This Week In Techdirt History: July 16th – 22nd

Five Years Ago
This week in 2018, Ajit Pai was pretending to care about the identity fraud that plagued the net neutrality repeal, Netflix's CEO was proclaiming the death of net neutrality to be no big deal, while the government in India was moving in the opposite direction and embracing full net neutrality (though the effort to restore it in the US got its first support form a House Republican). FIFA gave us the latest example of copyright as censorship, while an episode of our podcast looked at how private agreements had recreated SOPA. And EPIC Games pushed forward in its quest to sue a 14-year-old for cheating in Fortnite.
Ten Years Ago
This week in 2013, yet another constitutional scholar came forward to explain why NSA surveillance is unconstitutional, while we got a glimpse of the agency's collect it all" approach to data.
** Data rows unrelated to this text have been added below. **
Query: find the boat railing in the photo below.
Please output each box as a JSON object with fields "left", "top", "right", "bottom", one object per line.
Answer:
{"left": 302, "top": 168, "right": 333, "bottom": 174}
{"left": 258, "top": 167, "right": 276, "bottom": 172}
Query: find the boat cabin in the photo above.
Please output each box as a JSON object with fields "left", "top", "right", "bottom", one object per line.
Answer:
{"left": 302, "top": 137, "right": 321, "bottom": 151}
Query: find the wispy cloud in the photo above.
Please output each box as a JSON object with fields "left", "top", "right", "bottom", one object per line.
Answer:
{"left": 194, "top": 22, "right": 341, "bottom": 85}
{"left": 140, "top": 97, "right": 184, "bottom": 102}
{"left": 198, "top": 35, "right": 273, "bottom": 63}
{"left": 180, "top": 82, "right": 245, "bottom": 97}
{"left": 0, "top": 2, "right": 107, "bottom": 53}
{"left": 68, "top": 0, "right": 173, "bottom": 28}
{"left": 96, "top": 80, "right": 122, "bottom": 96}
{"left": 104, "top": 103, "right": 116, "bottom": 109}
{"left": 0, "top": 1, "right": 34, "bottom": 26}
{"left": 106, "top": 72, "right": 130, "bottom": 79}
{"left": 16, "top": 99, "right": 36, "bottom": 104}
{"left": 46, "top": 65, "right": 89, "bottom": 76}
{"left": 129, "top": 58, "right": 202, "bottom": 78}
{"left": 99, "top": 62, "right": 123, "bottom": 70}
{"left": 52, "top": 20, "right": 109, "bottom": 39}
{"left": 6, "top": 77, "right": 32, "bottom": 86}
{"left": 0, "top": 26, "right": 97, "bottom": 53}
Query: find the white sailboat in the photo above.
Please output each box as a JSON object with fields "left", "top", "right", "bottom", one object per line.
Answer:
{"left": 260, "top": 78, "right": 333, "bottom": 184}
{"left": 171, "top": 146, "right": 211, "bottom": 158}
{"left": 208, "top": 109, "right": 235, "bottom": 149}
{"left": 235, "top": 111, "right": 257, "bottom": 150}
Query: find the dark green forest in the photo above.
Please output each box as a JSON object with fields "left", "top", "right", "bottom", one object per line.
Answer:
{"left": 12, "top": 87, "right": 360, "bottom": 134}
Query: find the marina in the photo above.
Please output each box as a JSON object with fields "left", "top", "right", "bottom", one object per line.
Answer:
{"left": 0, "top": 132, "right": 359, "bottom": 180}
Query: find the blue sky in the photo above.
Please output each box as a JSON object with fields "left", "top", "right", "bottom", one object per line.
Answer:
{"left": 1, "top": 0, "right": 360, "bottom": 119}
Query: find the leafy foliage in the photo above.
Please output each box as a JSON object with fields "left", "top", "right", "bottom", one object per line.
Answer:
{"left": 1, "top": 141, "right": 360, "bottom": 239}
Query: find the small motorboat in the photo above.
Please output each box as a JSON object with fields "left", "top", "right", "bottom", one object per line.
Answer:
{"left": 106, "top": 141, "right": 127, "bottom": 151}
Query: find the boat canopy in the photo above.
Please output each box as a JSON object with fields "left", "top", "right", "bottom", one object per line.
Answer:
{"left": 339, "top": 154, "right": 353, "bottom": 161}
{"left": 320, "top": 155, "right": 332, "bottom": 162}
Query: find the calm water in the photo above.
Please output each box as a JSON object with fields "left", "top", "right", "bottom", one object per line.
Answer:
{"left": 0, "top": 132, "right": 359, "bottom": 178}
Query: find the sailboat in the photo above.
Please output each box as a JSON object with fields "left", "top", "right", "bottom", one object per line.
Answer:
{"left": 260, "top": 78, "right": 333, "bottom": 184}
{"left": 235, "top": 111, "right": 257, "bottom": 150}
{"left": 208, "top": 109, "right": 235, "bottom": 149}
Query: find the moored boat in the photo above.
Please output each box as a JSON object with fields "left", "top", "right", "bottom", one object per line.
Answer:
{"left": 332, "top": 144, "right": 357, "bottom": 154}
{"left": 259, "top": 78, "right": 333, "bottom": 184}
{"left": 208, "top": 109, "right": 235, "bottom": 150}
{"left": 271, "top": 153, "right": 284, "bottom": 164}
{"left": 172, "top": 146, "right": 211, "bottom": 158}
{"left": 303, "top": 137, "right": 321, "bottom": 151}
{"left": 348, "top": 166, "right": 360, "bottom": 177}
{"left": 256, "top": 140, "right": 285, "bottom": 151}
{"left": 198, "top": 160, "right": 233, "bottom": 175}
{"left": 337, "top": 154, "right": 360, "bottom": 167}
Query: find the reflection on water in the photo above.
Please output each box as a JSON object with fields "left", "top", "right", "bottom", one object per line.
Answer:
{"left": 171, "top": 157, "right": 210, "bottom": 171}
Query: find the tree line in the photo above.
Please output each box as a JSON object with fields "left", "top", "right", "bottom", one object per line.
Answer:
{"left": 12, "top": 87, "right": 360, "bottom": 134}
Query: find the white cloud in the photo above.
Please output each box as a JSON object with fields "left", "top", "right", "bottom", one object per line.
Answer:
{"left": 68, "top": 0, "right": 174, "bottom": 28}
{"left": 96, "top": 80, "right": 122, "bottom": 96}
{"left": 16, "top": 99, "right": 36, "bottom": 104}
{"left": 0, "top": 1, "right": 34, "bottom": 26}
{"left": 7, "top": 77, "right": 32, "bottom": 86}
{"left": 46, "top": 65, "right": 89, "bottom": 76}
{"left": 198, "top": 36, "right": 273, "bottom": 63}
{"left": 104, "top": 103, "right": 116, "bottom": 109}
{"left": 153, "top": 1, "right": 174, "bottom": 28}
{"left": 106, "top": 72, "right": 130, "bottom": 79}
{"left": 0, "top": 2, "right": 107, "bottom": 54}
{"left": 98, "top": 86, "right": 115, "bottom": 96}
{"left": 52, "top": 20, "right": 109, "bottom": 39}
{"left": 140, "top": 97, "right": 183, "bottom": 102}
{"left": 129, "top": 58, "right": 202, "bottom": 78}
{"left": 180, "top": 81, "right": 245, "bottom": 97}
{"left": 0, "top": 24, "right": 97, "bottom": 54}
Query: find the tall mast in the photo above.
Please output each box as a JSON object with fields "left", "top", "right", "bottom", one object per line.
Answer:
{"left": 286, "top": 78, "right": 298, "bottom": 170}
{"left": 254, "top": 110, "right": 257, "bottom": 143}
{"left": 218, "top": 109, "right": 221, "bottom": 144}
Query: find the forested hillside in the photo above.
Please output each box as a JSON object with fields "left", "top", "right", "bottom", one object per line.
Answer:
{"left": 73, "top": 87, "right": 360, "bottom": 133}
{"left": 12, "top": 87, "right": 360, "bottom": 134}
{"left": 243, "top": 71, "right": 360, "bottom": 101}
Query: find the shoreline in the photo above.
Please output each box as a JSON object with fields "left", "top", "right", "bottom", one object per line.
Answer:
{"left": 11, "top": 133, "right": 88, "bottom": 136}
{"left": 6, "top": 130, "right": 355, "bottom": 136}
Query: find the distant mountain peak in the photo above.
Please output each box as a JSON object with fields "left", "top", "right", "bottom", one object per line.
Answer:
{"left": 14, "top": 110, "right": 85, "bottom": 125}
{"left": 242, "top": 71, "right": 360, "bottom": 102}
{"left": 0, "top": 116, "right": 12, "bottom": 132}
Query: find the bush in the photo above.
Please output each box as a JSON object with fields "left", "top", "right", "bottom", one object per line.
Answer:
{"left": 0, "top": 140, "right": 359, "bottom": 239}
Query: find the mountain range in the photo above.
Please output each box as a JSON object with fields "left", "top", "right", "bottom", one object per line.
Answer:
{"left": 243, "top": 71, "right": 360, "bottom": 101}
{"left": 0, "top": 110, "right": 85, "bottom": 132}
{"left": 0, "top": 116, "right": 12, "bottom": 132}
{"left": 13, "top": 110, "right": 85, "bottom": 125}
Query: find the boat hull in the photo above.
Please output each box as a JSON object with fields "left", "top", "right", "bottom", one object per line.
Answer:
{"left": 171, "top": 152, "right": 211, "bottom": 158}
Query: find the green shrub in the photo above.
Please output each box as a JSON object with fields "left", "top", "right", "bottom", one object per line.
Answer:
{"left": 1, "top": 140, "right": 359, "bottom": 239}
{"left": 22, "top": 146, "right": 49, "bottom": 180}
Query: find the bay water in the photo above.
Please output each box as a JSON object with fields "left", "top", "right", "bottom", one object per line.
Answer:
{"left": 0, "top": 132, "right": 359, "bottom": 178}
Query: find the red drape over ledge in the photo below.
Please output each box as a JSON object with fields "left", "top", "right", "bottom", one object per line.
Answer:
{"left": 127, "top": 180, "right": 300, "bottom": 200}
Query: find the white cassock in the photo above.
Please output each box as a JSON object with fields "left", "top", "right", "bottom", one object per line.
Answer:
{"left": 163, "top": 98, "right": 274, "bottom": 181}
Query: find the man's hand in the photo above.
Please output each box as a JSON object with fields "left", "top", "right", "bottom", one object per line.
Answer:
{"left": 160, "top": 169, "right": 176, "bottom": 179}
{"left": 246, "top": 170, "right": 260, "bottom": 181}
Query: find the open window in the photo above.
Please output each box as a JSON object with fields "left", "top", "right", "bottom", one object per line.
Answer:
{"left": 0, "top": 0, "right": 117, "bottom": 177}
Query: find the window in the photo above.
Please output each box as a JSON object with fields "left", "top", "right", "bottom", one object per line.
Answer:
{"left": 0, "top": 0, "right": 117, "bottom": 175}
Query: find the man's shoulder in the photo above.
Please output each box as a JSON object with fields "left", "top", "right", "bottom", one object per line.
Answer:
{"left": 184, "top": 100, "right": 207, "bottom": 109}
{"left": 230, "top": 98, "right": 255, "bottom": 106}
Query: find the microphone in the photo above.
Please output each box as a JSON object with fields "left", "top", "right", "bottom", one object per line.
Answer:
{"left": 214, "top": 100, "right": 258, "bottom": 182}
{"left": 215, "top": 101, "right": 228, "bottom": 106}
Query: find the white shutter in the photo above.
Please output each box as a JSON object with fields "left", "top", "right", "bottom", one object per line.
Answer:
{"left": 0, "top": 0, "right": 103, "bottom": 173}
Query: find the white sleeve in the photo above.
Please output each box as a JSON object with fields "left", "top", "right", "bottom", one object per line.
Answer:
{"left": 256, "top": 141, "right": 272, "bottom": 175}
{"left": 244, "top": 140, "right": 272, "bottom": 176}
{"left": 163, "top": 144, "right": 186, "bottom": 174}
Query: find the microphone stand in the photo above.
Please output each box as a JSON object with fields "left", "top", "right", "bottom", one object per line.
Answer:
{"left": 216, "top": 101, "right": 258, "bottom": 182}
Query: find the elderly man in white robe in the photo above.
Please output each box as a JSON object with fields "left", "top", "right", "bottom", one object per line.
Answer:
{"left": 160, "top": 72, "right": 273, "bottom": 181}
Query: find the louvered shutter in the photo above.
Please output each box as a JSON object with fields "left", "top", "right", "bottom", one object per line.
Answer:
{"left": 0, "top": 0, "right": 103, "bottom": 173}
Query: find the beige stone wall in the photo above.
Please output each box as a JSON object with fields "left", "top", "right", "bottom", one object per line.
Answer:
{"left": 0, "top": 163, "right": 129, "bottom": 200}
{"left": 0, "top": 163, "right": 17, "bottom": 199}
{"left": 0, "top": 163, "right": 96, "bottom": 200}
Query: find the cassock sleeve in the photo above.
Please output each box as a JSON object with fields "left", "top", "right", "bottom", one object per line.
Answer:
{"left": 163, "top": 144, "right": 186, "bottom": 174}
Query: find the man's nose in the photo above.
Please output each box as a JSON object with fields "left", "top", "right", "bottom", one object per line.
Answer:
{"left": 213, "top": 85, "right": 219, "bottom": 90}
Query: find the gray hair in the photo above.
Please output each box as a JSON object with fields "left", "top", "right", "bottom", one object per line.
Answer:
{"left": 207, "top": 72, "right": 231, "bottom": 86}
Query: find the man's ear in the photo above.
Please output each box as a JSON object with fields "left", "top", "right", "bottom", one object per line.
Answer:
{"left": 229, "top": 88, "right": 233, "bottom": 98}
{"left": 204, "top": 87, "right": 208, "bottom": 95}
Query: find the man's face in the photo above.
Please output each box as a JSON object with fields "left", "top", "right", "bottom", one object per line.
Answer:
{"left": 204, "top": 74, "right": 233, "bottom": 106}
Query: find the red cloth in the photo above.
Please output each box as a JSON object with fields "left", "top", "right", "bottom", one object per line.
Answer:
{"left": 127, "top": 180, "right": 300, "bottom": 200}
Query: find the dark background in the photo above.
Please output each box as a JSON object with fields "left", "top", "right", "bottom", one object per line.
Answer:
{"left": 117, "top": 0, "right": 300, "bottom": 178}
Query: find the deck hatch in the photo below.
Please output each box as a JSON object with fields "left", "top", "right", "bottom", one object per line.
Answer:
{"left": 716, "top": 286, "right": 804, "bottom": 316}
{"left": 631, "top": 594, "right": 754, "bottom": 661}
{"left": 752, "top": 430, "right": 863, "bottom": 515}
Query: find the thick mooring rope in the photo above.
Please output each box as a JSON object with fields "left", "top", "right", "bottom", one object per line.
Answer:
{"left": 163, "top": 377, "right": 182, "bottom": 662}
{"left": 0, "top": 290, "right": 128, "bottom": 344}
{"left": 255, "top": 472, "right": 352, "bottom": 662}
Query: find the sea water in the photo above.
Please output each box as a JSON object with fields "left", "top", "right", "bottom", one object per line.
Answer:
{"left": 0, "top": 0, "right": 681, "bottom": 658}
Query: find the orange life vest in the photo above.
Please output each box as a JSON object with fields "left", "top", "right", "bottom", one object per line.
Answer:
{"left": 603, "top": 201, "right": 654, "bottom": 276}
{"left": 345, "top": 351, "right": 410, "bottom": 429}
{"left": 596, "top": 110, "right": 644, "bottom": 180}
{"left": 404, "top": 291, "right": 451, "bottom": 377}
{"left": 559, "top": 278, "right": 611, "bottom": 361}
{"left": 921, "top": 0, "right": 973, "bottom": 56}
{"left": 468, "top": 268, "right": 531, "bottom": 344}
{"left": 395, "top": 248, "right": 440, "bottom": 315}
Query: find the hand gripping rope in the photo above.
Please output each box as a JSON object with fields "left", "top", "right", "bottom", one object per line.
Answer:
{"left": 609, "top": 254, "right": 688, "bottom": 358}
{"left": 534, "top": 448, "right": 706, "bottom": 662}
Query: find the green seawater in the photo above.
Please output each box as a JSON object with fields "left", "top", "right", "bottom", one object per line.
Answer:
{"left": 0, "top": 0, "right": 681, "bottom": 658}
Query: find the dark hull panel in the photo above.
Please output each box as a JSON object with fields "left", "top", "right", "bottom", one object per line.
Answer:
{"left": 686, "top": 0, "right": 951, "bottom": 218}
We continued to offer explanations and examples of why metadata collection isn't harmless and noted that, after all, tech companies weren't allowed to share just metadata" about NSA surveillance. The author of the Patriot Act threatened not to renew it if intelligence agencies didn't change their ways, the FISA court rubber stamped the continued collection of all phone records, and the EFF (joined by many other groups) filed a massive lawsuit over surveillance.
Fifteen Years Ago
This week in 2008, we got some insight into Viacom's demand for Google log files as the company showed great interest in knowing what Google employees were uploading and viewing, while the two companies came to an agreement about anonymizing" data and needed to be reminded that there's no such thing. The EU was back to considering extending copyright and turning the system into welfare for musicians, Apple finally sued Psystar for selling Mac clones, and a ruling in Blizzard's lawsuit against a World of Warcraft bot maker set a dangerous precedent. Meanwhile, we offered up a detailed explanation of how the BSA misleads people with its bogus piracy stats.